Öğrencilere; ne düşüneceklerinden çok, nasıl düşüneceklerini öğreten; bilgi ezberletmekten çok, bilgiye giden yolları gösteren; cevap vermekten çok, soru sorma yetisi kazandıran ve onları çok yönlü ve çok boyutlu olarak geliştiren bir eğitim ancak bilgi toplumunun gereksinimlerine cevap verebilir.

Yazımızı bu toprakların yetiştirdiği en önemli romancı ve entelektüellerimizden biri olan Kemal Tahir hakkındaki bir anektodla tamamlayalım.

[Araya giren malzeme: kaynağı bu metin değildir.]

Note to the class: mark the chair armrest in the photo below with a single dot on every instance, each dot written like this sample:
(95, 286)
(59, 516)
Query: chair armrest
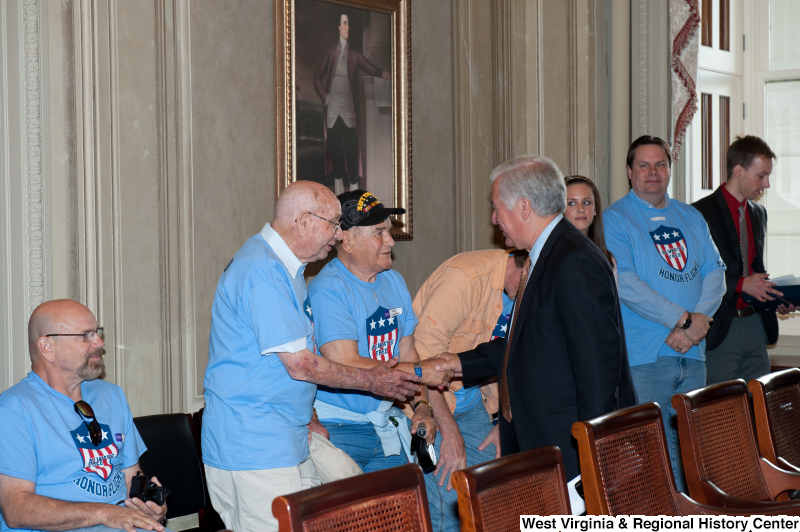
(778, 480)
(687, 506)
(716, 498)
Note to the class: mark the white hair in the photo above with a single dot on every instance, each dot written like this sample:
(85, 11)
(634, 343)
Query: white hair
(532, 177)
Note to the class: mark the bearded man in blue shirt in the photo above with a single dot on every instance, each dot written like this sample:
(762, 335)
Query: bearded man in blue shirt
(671, 279)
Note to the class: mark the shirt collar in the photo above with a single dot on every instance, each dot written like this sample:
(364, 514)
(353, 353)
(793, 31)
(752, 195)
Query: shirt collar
(733, 203)
(539, 244)
(647, 205)
(278, 245)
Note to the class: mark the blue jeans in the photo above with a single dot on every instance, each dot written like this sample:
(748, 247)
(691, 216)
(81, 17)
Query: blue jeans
(104, 528)
(658, 382)
(361, 442)
(475, 426)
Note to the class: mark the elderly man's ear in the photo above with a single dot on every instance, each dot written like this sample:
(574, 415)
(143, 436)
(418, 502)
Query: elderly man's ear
(45, 346)
(303, 223)
(347, 241)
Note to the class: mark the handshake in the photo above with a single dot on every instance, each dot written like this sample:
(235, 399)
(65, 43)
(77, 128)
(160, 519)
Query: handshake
(390, 381)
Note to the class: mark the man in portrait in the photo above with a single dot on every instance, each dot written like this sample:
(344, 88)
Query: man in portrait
(336, 84)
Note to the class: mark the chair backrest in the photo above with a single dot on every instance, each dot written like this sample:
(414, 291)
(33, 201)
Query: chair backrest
(492, 496)
(625, 468)
(172, 457)
(717, 443)
(391, 499)
(776, 404)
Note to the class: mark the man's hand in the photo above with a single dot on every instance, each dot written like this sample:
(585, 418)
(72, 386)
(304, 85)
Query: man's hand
(132, 517)
(431, 376)
(150, 509)
(759, 287)
(678, 340)
(452, 457)
(315, 426)
(388, 382)
(447, 362)
(699, 328)
(492, 438)
(423, 415)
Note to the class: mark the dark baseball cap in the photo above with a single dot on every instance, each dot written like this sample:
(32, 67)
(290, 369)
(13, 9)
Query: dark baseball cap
(361, 208)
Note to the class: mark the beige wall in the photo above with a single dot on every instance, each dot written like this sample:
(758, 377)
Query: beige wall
(158, 145)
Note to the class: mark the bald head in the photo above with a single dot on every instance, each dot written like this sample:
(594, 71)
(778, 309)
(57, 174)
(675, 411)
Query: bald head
(53, 317)
(302, 196)
(306, 216)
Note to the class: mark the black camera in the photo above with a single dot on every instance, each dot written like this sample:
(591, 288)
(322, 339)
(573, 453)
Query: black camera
(426, 456)
(144, 490)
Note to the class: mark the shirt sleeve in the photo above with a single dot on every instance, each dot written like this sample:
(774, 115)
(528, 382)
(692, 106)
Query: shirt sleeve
(633, 291)
(134, 446)
(333, 319)
(275, 318)
(410, 317)
(18, 458)
(447, 304)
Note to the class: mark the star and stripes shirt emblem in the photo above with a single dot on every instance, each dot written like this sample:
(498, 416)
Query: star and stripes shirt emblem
(96, 459)
(501, 329)
(382, 335)
(671, 246)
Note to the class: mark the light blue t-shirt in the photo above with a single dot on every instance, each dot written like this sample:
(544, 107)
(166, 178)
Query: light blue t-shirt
(467, 398)
(45, 441)
(377, 315)
(256, 414)
(667, 263)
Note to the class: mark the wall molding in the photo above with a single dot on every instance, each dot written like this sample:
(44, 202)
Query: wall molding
(33, 153)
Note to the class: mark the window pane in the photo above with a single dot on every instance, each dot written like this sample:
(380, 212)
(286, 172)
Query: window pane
(784, 45)
(782, 127)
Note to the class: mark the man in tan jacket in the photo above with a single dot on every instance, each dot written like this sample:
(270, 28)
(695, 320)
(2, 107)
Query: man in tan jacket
(465, 302)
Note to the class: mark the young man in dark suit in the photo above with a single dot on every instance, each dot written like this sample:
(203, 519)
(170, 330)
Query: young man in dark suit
(564, 358)
(736, 345)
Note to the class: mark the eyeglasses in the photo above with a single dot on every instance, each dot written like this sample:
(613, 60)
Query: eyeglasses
(83, 409)
(337, 226)
(88, 336)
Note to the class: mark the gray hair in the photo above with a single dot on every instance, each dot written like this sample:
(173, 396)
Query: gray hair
(535, 178)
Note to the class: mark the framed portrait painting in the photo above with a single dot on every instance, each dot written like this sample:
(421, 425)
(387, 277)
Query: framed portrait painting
(343, 98)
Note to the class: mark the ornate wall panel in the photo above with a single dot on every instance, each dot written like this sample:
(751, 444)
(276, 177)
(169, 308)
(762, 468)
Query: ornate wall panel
(24, 186)
(530, 77)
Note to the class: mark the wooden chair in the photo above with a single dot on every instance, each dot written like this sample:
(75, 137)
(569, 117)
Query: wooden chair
(625, 467)
(392, 499)
(172, 457)
(492, 496)
(720, 458)
(776, 404)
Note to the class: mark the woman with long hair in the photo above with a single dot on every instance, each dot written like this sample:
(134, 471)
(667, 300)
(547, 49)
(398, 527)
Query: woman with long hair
(584, 211)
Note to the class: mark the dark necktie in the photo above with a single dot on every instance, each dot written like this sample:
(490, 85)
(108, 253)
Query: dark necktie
(505, 404)
(744, 245)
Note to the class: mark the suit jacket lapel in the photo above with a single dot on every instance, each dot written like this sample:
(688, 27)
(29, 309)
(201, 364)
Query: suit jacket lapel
(732, 242)
(530, 288)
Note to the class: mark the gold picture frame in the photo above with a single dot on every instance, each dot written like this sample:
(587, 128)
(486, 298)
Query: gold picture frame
(301, 141)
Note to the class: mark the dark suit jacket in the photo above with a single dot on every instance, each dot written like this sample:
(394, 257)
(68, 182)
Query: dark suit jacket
(323, 78)
(720, 222)
(568, 359)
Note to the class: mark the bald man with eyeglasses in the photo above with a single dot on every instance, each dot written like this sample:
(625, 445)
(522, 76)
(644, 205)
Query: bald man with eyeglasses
(70, 448)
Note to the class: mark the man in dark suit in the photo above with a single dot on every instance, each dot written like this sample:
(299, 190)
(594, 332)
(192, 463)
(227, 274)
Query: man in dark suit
(736, 345)
(566, 359)
(336, 84)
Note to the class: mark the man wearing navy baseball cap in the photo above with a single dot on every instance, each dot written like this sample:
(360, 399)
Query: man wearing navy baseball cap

Rivayet edilir ki, büyük romancımız Kemal Tahir, bir gece sabaha karşı 04.00 sularında eşi Semiha Hanımı uyandırmış, Semiha Hanım da telaş ve korkuyla “Ne oldu Kemal?” diye ayaklanınca, ‘Hanım’ demiş, ‘Ne olacak bu memleketin hali?’

Semiha Hanım ‘Hay Allah, bu soru bu saatte mi sorulur? Bunun için mi uyandırdın beni? deyince, karşılığında şu cevabı alır. ‘Hanım! Memleketin halini düşünmenin günü ve saati mi olur’.  Sanırım gerçek entelektüel sorumluluk böyle bir şey olsa gerektir. Bu rivayet bize bir entelektüelin, Hilmi Yavuz’un ifadesiyle “biraz uçuk’ ve Hegel’in ifadesiyle ise ‘rahatsız bilinç’ olduğunu da gösterir. Sanırım hepimizin kendi kendimize, Kemal Tahir’in Semiha Hanıma sorduğu soruyu sormasının vaktidir.